Photo above: 8.6m (28.3') diameter Kennedy dish and K5SO on the feedhorn maintenance stand.

The objective of this website is to provide a description of moonbounce operations and radio astronomy activities at amateur radio station K5SO. In addition, information related to the construction and initial operation of the station is given. Included are a list of stations worked to date by K5SO using moonbounce; information regarding the use of sun noise as a means to monitor system performance; results of our radio astronomy observations; photographs taken during the construction and assembly of the moonbounce station; a brief description with photographs of how the hydraulic dish elevation control system is currently configured; and how the cavity amplifier in a commercial UHF television translator was modified to obtain high power on 1296 MHz for amateur radio moonbounce communications. Construction photos show the assembly of the 28-foot diameter Kennedy parabolic dish antenna, its supporting structures, and other principal components. It is intended that this website will be updated regularly in order to share the moonbounce experience and radio astronomy experience with those who are curious about "ham radio" Earth-Moon-Earth (EME) communications on 23 cm and 70 cm and amateur radio astronomy at 70 cm and 21 cm. Hopefully, some of the information here will be useful in providing ideas to anyone intending to build their own moonbounce stations or radio telescopes by showing how the specific tasks involved were accomplished at this station.
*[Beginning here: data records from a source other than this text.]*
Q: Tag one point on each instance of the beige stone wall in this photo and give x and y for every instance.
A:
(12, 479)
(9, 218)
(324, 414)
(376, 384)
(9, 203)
First K5SO EME echoes on 1296.01 MHz were heard by K5SO at 05:30Z April 26, 2005 using 10 watts of rf power and a square septum-polarized feed with circular choke. Current output power is 1500 watts (in shack, 900w at the feed horn); K5SO receives his own echoes from the moon (roughly half a million miles round trip!) at a signal strength of S9, approximately 28 dB above background noise. Echoes return approximately 2.5 seconds after the signals are transmitted owing to the extremely long path length for a round trip to the moon and back for the radio waves, even though signals travel at the speed of light!